Robert Stewart

Protecting the infant republic

issue 06 August 2005

Ever since Edmund Burke deserted the liberalism that had distinguished him as a champion of American independence and Irish home rule and threw up his hands in horror at events across the water, generations of writers have recoiled in disgust from the bloody excesses of the French Revolution. In other words, Robespierre and his allies should have behaved better. The supreme merit of David Andress’s dispassionate study of the course of the revolution after the attempted flight of Louis XVI in 1791 doomed the French monarchy is to draw our attention away from a select band of supposedly bloodthirsty, crazed demagogues and to focus it on what became a true civil war, a vast national upheaval that brought in on the republican side ‘a population mobilised to an unheard-of extent, and ready to commit remarkable crimes in the name of liberty’.
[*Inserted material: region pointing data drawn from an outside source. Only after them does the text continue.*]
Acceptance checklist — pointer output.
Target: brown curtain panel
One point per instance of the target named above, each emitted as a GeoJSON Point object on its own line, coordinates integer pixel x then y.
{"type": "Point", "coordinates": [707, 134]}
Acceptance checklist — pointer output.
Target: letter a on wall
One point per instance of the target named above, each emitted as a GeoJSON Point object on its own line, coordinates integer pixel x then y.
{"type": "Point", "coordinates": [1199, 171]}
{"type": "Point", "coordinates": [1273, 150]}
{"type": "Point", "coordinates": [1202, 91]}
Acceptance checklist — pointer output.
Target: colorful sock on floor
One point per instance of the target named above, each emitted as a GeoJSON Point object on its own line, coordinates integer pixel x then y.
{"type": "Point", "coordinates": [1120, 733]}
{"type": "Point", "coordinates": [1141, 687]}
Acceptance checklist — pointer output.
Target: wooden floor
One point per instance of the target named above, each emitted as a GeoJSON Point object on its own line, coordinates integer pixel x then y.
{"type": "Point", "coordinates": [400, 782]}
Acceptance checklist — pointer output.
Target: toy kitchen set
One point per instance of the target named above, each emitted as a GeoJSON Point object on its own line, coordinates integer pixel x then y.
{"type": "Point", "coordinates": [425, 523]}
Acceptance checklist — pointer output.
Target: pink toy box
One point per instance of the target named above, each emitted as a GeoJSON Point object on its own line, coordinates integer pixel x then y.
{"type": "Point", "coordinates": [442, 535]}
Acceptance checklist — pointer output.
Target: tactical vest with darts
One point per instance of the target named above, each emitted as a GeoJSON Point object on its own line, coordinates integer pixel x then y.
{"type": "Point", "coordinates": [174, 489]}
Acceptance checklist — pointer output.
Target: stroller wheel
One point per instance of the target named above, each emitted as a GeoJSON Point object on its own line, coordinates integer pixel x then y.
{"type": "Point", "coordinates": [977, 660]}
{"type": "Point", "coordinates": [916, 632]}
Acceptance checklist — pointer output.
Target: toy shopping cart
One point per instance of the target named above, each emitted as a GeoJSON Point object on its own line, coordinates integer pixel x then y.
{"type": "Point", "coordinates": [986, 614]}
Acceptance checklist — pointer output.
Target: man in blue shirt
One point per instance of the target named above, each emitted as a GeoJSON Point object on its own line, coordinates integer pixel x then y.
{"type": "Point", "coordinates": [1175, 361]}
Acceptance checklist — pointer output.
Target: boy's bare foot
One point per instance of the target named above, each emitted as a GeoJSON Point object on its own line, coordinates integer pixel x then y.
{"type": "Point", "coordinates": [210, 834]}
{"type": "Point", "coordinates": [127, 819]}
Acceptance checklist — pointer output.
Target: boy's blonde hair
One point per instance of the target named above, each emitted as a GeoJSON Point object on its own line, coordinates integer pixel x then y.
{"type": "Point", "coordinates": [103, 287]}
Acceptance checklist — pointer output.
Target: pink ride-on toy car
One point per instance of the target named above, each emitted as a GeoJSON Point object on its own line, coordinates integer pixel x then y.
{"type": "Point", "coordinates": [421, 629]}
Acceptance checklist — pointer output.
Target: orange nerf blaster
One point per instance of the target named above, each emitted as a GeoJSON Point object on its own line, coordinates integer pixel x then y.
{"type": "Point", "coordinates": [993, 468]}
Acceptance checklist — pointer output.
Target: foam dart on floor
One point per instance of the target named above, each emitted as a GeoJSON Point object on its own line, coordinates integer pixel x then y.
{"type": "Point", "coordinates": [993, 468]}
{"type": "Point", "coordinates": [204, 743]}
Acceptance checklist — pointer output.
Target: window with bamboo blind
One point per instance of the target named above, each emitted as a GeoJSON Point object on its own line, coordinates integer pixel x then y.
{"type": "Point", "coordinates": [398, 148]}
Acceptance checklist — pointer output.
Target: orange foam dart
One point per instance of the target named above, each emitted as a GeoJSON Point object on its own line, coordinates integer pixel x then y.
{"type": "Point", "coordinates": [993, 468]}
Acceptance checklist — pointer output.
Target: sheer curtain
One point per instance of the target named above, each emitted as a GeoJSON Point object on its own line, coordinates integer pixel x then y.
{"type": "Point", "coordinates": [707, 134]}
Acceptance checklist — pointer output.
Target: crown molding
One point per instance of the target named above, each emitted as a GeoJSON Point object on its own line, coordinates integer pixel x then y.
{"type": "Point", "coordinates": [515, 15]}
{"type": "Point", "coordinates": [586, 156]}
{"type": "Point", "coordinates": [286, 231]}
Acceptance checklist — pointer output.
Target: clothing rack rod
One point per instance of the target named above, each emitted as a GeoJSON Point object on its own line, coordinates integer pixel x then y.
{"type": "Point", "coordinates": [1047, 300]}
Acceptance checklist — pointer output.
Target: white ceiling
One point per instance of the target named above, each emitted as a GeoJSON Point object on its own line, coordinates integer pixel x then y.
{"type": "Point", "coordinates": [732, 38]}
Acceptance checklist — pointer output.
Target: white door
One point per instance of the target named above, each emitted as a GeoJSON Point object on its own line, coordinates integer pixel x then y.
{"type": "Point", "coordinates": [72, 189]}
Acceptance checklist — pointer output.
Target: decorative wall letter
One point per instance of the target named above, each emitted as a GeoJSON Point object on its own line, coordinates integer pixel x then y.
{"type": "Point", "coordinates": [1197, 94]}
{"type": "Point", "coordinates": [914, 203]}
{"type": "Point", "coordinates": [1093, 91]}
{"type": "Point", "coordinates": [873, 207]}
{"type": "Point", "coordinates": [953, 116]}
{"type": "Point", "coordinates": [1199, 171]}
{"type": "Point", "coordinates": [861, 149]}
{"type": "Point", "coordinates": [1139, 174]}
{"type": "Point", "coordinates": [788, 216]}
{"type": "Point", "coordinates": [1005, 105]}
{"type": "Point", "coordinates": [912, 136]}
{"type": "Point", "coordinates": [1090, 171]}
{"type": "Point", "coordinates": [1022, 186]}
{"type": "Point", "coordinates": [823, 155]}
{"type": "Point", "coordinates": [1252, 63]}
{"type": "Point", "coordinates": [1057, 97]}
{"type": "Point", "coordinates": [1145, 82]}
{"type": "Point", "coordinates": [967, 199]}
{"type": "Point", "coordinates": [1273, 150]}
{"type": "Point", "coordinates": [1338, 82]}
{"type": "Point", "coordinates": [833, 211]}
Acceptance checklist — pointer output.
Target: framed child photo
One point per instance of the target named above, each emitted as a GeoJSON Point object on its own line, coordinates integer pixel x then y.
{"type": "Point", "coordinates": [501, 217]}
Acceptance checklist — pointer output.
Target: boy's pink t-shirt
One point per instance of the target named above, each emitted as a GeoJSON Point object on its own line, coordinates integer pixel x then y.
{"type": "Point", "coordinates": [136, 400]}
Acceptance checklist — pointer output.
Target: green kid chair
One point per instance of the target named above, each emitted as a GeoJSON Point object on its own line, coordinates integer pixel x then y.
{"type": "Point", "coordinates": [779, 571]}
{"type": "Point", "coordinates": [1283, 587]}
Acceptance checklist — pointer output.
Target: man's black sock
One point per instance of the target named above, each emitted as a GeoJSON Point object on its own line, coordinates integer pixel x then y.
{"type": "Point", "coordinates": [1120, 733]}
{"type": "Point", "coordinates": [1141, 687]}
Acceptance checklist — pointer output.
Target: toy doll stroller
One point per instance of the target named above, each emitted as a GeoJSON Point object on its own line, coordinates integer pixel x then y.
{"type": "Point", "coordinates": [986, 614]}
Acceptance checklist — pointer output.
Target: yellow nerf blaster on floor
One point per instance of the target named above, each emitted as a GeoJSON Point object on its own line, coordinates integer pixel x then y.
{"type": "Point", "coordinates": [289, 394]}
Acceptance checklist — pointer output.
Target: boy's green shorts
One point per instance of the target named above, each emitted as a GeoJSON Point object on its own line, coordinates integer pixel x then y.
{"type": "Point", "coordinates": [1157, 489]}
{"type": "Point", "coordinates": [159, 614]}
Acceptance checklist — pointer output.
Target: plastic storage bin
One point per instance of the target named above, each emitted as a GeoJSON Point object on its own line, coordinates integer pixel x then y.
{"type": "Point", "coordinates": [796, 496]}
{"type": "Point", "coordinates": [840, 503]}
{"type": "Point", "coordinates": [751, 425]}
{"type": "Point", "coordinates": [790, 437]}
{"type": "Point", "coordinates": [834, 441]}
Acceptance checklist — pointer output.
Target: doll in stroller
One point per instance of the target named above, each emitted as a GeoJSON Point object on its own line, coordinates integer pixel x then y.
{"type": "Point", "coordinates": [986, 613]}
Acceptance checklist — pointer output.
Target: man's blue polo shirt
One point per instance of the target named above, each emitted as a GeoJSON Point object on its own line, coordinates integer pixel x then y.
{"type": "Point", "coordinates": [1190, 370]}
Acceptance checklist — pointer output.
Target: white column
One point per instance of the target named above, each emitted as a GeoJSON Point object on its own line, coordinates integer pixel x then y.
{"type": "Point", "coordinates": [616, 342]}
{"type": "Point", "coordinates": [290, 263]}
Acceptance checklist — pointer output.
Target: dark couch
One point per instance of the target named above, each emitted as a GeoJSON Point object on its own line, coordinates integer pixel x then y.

Underlying France’s descent into proliferating violence and authoritarian rule was the constant threat to the new republic from counter-revolution, both at home and abroad, and the pressure exerted on the Convention (as the National Assembly elected to promulgate a new constitution was known) by the sans-culottes to extirpate that threat. Paris, the fulcrum of the revolution, was largely unopposed in the north-east and the centre. Counter-revolution, faithful to monarchy, proud of local differences and devoted to the multitude of non-juror priests who defied the new ‘nationalised’ civil constitution of the clergy, flourished far beyond the Vendée and exploded into open revolt in a great arc from Marseille and Lyon in the south-east to Bordeaux, Caen and the Atlantic départements of the west. The republicans’ abiding fear was that foreign invasion, accompanied by the return of the émigré notables, would bring victory to the swelling forces of counter-revolution. The Brunswick Manifesto, issued in the name of the Prussian and Austrian monarchies in July 1792, promised ‘an exemplary and ever-memorable vengeance, by delivering up the city of Paris to military execution and total destruction’.

That ever-present danger to the Republic shares centre-stage in Andress’s account with the urgent radicalism of Paris opinion, emanating from the Jacobins, the Cordeliers, the Sections and the Paris Commune, and embracing a broad swathe of the citizenry.